O beijo de Caio, a briga, o homem na floresta e aquela visão do passado, sem contar no segredo que minha mãe tinha me confidenciado. Eram tantas coisas para um dia que o sono me tomou antes que conseguisse processar todas.
- Acorde! - Minha mãe me sacode do jeito delicado que só um cavalo conseguiria.
- O que foi mãe? - Digo me levantando, irritada, não havia forma mais delicada de alguém ser acordado?
- Levante para tomar café! - Ela grita abrindo as cortinas. - Tem que ser mais cuidadosa, porque deixou a janela aberta?
- Não sei. - Falei sonolenta, cobrindo o rosto com o cobertor.
- Poderia ficar resfriada! - Então ela para de falar, como se compreendesse que não faria diferença alguma um resfriado para alguém que estava sentenciada a morte.
- Estou sem fome. - Dei um pulo da cama e lhe dei um beijo na bochecha, ela sorriu amável novamente.
- Seu pai não queria gritar com você, é só que as coisas não estão fáceis...
- Eu entendo, mas o que posso fazer? Logo estarei morta e só queria que ele ficasse um pouco comigo. - Senti as palavras afiadas, mas não consegui pará-las antes de atingir o alvo errado.

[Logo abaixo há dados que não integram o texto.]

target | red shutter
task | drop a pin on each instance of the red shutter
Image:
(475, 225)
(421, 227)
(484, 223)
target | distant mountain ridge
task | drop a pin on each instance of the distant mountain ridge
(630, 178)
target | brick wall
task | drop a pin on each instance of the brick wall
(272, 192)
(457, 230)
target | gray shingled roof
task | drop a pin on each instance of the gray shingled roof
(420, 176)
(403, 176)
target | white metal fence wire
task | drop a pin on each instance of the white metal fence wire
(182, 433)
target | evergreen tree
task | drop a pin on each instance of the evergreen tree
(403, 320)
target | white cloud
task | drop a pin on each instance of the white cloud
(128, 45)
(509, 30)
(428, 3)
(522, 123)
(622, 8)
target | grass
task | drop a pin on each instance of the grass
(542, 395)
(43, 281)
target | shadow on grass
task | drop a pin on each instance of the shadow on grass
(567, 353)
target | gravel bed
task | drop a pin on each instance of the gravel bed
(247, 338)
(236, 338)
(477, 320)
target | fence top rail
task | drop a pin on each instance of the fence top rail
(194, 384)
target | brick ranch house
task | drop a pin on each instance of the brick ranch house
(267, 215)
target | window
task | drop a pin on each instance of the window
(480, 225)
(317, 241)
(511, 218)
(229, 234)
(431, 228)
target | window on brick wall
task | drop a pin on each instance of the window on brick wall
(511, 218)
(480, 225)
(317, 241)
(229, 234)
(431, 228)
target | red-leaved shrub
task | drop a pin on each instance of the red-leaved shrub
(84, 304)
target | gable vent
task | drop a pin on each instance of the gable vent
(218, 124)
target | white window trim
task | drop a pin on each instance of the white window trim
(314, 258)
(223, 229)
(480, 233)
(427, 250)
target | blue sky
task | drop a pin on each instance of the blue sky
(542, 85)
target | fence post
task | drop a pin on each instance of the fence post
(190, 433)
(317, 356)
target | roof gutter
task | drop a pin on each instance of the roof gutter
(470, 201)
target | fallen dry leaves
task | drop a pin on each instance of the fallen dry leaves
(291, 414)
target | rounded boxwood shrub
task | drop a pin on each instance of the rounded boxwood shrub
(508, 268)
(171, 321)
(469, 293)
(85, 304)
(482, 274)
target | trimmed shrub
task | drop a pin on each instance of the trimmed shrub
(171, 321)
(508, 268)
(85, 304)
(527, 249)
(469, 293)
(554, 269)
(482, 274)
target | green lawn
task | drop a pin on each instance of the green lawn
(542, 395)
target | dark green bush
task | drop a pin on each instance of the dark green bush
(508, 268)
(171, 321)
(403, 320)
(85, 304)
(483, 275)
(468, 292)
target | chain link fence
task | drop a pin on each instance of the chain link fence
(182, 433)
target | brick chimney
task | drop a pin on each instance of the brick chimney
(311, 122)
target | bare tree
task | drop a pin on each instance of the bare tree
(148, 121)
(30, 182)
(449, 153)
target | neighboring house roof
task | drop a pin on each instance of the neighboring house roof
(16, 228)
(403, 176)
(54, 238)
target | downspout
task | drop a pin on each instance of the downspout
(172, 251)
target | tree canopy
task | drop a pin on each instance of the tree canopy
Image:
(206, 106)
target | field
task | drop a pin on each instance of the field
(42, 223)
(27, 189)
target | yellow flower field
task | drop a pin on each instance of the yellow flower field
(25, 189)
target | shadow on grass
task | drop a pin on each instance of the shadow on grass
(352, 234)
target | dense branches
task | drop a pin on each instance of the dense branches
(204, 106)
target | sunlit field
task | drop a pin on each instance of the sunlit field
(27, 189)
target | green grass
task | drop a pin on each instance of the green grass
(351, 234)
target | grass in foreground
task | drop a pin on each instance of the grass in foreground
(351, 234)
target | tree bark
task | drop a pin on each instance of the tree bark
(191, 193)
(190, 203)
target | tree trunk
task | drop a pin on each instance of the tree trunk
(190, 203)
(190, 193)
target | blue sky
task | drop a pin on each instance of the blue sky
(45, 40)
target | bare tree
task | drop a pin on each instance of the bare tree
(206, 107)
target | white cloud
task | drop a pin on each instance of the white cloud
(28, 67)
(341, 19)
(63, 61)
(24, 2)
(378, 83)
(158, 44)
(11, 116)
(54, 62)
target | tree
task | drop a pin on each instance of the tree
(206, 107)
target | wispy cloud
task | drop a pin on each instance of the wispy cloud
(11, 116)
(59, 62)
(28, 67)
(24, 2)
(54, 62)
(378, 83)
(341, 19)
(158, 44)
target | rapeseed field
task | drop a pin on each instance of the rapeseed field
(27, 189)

- Algumas pessoas não sabem como lidar com a dor. Tem quem se torne forte com a dor e tem quem é consumido por ela.
- E meu pai foi consumido, não é?
- Podemos dizer que sim. - Minha mãe me olhou com aqueles grandes olhos verdes, ela era forte, ninguém esperaria que ela fosse a forte da família, meu pai um guerreiro que um dia foi respeitado, não tinha a coragem daquela mulher.

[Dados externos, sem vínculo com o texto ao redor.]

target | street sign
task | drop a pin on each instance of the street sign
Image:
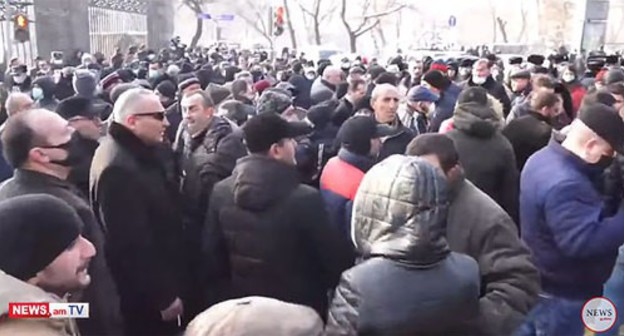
(220, 17)
(452, 21)
(225, 17)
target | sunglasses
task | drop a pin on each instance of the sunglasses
(160, 115)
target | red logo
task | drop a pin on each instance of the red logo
(29, 310)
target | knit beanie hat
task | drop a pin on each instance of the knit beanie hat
(218, 93)
(167, 89)
(84, 83)
(35, 229)
(437, 79)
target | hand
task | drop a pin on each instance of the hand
(175, 309)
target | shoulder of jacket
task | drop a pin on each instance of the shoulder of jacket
(34, 327)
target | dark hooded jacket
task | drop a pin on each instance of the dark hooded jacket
(495, 89)
(303, 87)
(444, 106)
(64, 88)
(396, 143)
(409, 282)
(486, 155)
(202, 162)
(480, 228)
(268, 235)
(46, 84)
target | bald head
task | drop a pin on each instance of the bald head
(333, 75)
(586, 144)
(40, 129)
(18, 102)
(385, 102)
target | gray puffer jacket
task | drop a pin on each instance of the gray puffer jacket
(409, 282)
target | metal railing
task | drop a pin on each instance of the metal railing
(111, 29)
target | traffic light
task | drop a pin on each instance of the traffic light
(279, 21)
(21, 28)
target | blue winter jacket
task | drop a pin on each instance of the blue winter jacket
(563, 223)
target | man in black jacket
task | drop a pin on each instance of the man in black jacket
(482, 76)
(478, 227)
(385, 102)
(355, 93)
(81, 115)
(42, 146)
(135, 202)
(265, 233)
(530, 133)
(485, 154)
(206, 152)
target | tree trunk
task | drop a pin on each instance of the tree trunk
(503, 27)
(317, 31)
(353, 42)
(199, 29)
(291, 30)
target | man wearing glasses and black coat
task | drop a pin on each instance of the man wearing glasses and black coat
(137, 206)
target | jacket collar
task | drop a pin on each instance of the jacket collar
(574, 160)
(360, 162)
(132, 143)
(539, 116)
(31, 176)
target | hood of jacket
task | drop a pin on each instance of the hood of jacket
(46, 84)
(476, 119)
(15, 290)
(261, 182)
(400, 212)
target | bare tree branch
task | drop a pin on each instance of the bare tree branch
(367, 29)
(384, 13)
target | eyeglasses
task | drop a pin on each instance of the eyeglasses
(160, 115)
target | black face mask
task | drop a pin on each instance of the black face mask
(72, 147)
(604, 162)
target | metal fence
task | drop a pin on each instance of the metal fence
(27, 51)
(111, 29)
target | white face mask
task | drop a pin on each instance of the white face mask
(37, 93)
(19, 79)
(568, 77)
(478, 80)
(153, 73)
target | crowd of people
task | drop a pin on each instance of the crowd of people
(217, 192)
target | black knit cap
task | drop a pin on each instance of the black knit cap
(437, 79)
(76, 107)
(35, 229)
(606, 123)
(356, 133)
(266, 129)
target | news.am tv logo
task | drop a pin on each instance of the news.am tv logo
(48, 310)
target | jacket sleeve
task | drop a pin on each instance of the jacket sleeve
(343, 312)
(504, 99)
(215, 268)
(574, 213)
(128, 237)
(511, 281)
(332, 249)
(511, 180)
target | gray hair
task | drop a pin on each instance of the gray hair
(14, 102)
(381, 88)
(127, 102)
(331, 71)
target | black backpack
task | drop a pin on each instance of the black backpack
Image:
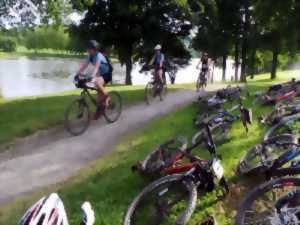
(110, 66)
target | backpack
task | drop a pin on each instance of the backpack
(110, 66)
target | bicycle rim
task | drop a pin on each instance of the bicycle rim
(77, 117)
(258, 208)
(163, 92)
(261, 157)
(167, 201)
(114, 109)
(150, 93)
(290, 124)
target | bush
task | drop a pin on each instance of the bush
(8, 44)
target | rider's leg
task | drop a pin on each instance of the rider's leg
(101, 93)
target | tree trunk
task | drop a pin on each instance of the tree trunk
(274, 62)
(243, 77)
(128, 64)
(236, 59)
(224, 66)
(252, 63)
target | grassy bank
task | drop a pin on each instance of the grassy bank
(24, 116)
(110, 185)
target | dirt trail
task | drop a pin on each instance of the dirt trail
(40, 161)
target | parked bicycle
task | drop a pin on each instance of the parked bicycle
(162, 200)
(50, 210)
(221, 121)
(276, 202)
(78, 114)
(155, 88)
(280, 112)
(274, 157)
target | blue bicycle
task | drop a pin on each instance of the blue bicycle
(274, 157)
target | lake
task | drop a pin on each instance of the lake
(30, 77)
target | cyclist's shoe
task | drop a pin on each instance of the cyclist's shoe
(99, 112)
(88, 214)
(209, 221)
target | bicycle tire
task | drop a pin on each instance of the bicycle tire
(180, 220)
(149, 165)
(67, 120)
(163, 92)
(260, 191)
(149, 93)
(115, 104)
(272, 131)
(259, 152)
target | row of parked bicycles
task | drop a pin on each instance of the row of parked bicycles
(182, 175)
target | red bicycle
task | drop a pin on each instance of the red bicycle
(172, 198)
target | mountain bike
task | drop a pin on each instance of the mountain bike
(172, 198)
(78, 113)
(202, 80)
(221, 121)
(274, 157)
(278, 93)
(156, 87)
(280, 112)
(275, 202)
(287, 124)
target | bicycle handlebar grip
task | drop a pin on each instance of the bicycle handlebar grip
(88, 214)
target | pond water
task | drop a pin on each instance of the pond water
(30, 77)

- Quando seu pai a segurou pela primeira vez, depois de ter servido na guerra entre nosso reino e o reino inimigo ele disse "Ela é especial! Irá me dar dor de cabeça ``. - ela me contou se sentando na beirada da cama.
- Por quê? - Porque perguntei curiosa, amava as histórias que meus pais sempre tinham para me contar.

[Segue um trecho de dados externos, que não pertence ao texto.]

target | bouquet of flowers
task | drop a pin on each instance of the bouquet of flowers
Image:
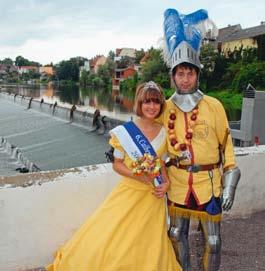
(146, 165)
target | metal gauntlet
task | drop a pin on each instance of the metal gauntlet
(230, 181)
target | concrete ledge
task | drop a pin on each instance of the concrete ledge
(40, 211)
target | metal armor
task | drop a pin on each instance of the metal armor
(230, 180)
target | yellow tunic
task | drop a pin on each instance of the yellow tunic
(127, 233)
(208, 132)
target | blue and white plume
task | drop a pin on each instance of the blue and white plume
(183, 35)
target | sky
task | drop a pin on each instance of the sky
(54, 30)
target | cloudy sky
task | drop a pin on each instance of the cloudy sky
(52, 30)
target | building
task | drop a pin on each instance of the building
(122, 74)
(26, 69)
(48, 70)
(95, 62)
(122, 52)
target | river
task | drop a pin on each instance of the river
(89, 99)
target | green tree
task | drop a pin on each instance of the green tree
(139, 55)
(155, 69)
(7, 61)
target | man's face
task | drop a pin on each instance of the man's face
(185, 79)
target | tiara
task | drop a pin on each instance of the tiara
(151, 85)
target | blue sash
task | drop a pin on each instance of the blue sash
(142, 143)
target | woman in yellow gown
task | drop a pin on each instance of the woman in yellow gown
(129, 231)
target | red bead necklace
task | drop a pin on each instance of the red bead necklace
(189, 133)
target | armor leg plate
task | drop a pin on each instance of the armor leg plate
(212, 254)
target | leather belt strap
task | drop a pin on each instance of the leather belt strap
(194, 167)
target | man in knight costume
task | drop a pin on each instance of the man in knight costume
(202, 166)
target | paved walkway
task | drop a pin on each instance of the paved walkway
(243, 245)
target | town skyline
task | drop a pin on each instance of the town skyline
(52, 31)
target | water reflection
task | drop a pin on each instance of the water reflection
(103, 99)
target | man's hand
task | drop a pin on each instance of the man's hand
(227, 199)
(161, 190)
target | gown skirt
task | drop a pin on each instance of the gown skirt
(128, 232)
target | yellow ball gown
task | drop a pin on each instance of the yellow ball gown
(127, 233)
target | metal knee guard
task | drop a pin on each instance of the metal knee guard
(178, 233)
(212, 254)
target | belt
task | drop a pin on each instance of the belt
(192, 168)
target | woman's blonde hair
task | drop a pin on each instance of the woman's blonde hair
(145, 91)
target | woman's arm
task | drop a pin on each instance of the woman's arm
(122, 169)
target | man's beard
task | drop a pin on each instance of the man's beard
(190, 91)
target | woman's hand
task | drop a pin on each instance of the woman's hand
(161, 190)
(144, 179)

- Talvez seu pai consiga ver o futuro. - Ela sorri com a fala. - Ele te ama muito, até quando você nos faz ficar de cabelos em pé, nós te amamos. - Ela me beijou na testa e eu pude sentir as lágrimas escorrendo, ela estava chorando. - É difícil olhar para você e saber que logo não vai estar aqui nos deixando de cabelos em pé.
- Não chore! - Eu beijo seu rosto querendo apagar a tristeza de seus olhos. - Não deve se preocupar com isso.
- Eu preferia aquela casa simples, aquelas roupas velhas, do que ficar sem você. - Ela puxou o ar, enquanto tentava não chorar.
- Eu sei! - Eu não queria chorar, estava cansada de resumir meus dias a chorar e me entristecer pelo meu futuro.
- Não deveria ser assim, não é a ordem certa, uma mãe não devia ver a filha morrer.
- Mãe! - Eu digo a abraçando e me quebrando com suas palavras. A verdade é que não sabia se suportaria ver ela e meu pai mortos.
- Não queremos perdê-la, é só isso. - Ficamos ali por um bom tempo, sem dizer nada.
Era tudo muito ruim, tudo muito injusto, porque eu tinha que morrer para o bem do reino? Porque minha mãe tem que perder sua única filha? Porque coisas ruins precisam acontecer? Tudo era cansativo, tudo era mau.
Minha mãe sai e olho pela janela, sinto uma enorme vontade de rever minha antiga casa. Onde coisas boas aconteceram, lá o mau ainda não existia, vesti um vestido leve branco, precisava de algo confortável, a caminhada seria longa.
Pulei a janela decidida, seria bom me despedir da minha antiga casa, seria bom sair desse lugar. Eu levaria toda manhã para chegar, era distante, e um pouco perigoso, já que ficava afastado do castelo, mas eu precisava disso, precisava me afastar disso tudo, e saindo cedo eu poderia voltar antes do anoitecer, caminhei o mais rápido possível para a floresta, eu conhecia muito bem esse lugar, o povoado fica um pouco distante de nossas casas que está mais próxima da floresta, o que é a única coisa boa nisso tudo.